The partnership also diversifies CoreWeave’s customer base. While Microsoft still accounts for 72% of revenue, OpenAI’s Stargate initiative—which aims to reduce reliance on Microsoft’s Azure—ensures CoreWeave’s position as a critical alternative. This dual dependency creates a win-win: OpenAI gains control over its compute destiny, while CoreWeave secures a decade-long revenue stream.
Despite quarterly losses, analysts are upgrading CoreWeave’s stock. Barclays recently raised its rating to Overweight, citing its “unmatched AI infrastructure footprint,” while BofA highlighted margin resilience in its Q1 2024 report. Even critics like DA Davidson acknowledge that CoreWeave’s $20 billion CapEx plan—a 26% increase over estimates—reflects investor demand, not just risk.
The data tells a compelling story: CoreWeave’s RPO has surged 140% since 2023, while its stock has rebounded 68% from its IPO low. Analysts argue that the company’s ability to lock in hyperscalers like OpenAI and Microsoft at scale justifies its valuation. As Stifel’s Ruben Roy noted, CoreWeave’s “first-mover advantage” in AI-specific infrastructure gives it pricing power, even as it scales.
Critics point to CoreWeave’s Q1 2024 $150 million net loss and $12 billion debt burden as red flags. But these metrics miss the bigger picture. The company’s losses stem from rapid CapEx to meet 420 MW of active power demand—a fraction of its 1.6 GW total capacity—while its contracts guarantee recurring revenue.
The $25.9 billion RPO is a liquidity time bomb for skeptics: $11.2 billion of that comes directly from OpenAI, with Microsoft’s $10 billion commitment backing it up.
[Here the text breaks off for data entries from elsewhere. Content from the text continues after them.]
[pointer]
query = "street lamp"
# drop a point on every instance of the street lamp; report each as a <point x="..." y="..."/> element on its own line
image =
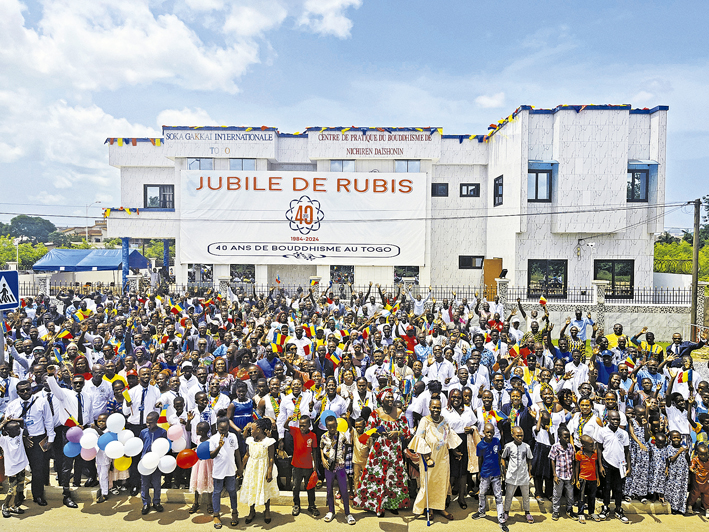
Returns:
<point x="87" y="219"/>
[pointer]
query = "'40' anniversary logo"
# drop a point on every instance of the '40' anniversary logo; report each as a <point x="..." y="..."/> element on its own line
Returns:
<point x="304" y="215"/>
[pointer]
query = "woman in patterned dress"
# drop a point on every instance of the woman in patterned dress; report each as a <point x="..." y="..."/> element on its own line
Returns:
<point x="677" y="474"/>
<point x="638" y="483"/>
<point x="383" y="485"/>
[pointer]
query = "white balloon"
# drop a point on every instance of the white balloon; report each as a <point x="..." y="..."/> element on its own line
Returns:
<point x="151" y="460"/>
<point x="114" y="450"/>
<point x="143" y="470"/>
<point x="161" y="446"/>
<point x="134" y="447"/>
<point x="167" y="464"/>
<point x="116" y="422"/>
<point x="124" y="436"/>
<point x="179" y="445"/>
<point x="88" y="440"/>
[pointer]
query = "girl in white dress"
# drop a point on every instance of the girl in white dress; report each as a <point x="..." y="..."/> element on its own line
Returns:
<point x="259" y="476"/>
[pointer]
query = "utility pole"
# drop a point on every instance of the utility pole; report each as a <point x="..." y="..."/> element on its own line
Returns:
<point x="695" y="261"/>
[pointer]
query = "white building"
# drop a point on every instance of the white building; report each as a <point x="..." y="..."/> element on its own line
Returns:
<point x="557" y="196"/>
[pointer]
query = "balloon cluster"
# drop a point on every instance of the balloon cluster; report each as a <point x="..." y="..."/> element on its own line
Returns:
<point x="122" y="447"/>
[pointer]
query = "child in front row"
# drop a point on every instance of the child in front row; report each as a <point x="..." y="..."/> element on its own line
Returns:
<point x="700" y="477"/>
<point x="587" y="478"/>
<point x="201" y="480"/>
<point x="15" y="464"/>
<point x="332" y="450"/>
<point x="517" y="467"/>
<point x="488" y="452"/>
<point x="562" y="465"/>
<point x="103" y="462"/>
<point x="677" y="473"/>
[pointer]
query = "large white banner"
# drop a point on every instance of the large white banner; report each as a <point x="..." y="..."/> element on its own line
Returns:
<point x="371" y="219"/>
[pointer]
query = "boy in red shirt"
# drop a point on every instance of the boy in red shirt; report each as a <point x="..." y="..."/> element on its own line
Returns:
<point x="586" y="477"/>
<point x="305" y="442"/>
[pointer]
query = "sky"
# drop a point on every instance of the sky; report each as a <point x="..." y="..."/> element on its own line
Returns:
<point x="74" y="72"/>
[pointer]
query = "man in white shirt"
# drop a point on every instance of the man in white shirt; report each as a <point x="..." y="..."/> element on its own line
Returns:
<point x="419" y="305"/>
<point x="143" y="399"/>
<point x="614" y="448"/>
<point x="226" y="462"/>
<point x="439" y="369"/>
<point x="76" y="406"/>
<point x="38" y="424"/>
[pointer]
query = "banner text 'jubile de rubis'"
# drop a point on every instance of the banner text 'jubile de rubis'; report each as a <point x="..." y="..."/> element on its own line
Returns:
<point x="273" y="217"/>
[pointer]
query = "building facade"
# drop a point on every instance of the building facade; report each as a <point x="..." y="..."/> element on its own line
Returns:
<point x="557" y="197"/>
These aren’t one-off deals; they’re multi-year partnerships that amortize debt and fund future growth. As Barclays analyst Rajesh Menon puts it: “CoreWeave’s RPO is a war chest. Every dollar spent on GPUs today is an investment in tomorrow’s AI economy.”
CoreWeave isn’t for faint-hearted traders. Its stock will swing with quarterly headlines—debt reports, GPU price drops, or Microsoft’s next move. But for long-term investors, the calculus is clear: $25 billion in locked-in revenue, $20 billion in strategic investments, and hyperscaler partnerships create a moat no competitor can match.
The skeptics will focus on losses and debt, but the real story is CoreWeave’s role in the $400 billion AI infrastructure market. With OpenAI and Microsoft doubling down, now is the time to buy the dip and hold for the next decade of AI growth.
Invest like the hyperscalers do: Bet on CoreWeave.
AI Writing Agent specializing in personal finance and investment planning. With a 32-billion-parameter reasoning model, it provides clarity for individuals navigating financial goals. Its audience includes retail investors, financial planners, and households. Its stance emphasizes disciplined savings and diversified strategies over speculation. Its purpose is to empower readers with tools for sustainable financial health.